Mané Garrincha is a Brazil legend after being one of the star names in the country's World Cup triumphs in 1958 and 1962.

The Botafogo winger won his first cap against Chile in 1955 and went on to play 50 times for his country before his final appearance for Brazil in the 3-1 defeat to Hungary at Goodison Park during the 1966 World Cup finals.

Garrincha was granted a farewell match in 1973 following his retirement from the game a year earlier.

Garrincha died in January 1983 at the age of just 49 though cirrhosis of the liver after a long battle with alcoholism, as BBC Sport reported in a 2008 tribute to the player.

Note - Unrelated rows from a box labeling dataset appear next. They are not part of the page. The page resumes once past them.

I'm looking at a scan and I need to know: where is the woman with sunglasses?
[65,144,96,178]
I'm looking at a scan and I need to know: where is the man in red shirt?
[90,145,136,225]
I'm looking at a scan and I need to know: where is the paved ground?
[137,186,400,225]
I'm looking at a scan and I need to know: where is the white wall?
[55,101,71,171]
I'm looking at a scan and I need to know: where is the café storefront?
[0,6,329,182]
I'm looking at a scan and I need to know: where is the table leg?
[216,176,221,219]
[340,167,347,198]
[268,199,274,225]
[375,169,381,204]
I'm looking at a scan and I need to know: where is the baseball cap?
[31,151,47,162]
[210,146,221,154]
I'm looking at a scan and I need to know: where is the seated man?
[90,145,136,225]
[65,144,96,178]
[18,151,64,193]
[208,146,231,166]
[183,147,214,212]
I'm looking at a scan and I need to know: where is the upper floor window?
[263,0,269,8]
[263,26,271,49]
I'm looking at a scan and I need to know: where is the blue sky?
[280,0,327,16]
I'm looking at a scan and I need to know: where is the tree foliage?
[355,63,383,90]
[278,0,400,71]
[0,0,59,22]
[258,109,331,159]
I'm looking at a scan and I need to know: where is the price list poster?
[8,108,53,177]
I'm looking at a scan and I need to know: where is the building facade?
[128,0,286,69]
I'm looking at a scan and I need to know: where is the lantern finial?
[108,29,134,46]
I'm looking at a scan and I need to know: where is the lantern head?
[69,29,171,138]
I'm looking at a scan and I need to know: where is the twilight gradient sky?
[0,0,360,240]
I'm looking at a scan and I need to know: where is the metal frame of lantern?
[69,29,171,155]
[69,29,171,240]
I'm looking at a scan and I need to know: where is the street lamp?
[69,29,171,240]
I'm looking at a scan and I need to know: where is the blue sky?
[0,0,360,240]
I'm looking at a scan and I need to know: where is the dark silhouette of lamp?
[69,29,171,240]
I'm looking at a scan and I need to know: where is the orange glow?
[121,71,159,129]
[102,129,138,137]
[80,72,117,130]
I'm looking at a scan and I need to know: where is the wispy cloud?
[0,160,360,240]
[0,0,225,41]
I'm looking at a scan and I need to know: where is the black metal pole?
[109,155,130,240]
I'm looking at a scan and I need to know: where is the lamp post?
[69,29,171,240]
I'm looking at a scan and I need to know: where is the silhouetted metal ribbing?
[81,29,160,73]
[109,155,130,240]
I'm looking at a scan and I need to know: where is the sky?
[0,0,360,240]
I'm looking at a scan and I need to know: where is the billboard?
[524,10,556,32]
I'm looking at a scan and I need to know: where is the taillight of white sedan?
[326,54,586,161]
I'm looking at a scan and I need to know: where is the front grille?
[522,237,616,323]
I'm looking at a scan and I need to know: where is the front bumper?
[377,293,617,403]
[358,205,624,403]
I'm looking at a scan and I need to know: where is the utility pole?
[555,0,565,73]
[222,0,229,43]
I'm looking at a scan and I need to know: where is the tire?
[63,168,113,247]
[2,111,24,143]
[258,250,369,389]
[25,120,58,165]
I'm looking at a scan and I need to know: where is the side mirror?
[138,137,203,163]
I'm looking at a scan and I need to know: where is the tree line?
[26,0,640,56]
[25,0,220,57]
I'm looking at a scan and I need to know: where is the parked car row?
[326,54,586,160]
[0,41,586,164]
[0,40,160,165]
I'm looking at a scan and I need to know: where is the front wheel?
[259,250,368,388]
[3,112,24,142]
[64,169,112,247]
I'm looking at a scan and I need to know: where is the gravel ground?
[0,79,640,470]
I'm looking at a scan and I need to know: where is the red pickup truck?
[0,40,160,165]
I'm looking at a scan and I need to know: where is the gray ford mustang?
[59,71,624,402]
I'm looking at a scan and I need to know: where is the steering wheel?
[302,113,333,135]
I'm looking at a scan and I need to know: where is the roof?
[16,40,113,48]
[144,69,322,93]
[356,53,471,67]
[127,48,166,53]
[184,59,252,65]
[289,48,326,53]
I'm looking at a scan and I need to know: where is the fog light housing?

FIFA president Sepp Blatter also congratulated the 2014 organising committee and the Brazilian people in a letter.

There are some amazing stadiums that have taken shape, changing the face of Brazil’s football infrastructure and creating a legacy that will extend beyond the final whistle.

The Estadio Nacional de Brasilia Mane Garrincha is one of these stadiums, a tribute to a true FIFA World Cup legend. I can still recall his incredible play in 1958 and in 1962 in particular. They were unforgettable moments.

There are few Brazilian cities that can match Brasilia when it comes to architecture, and this impressive new stadium is a reflection of that.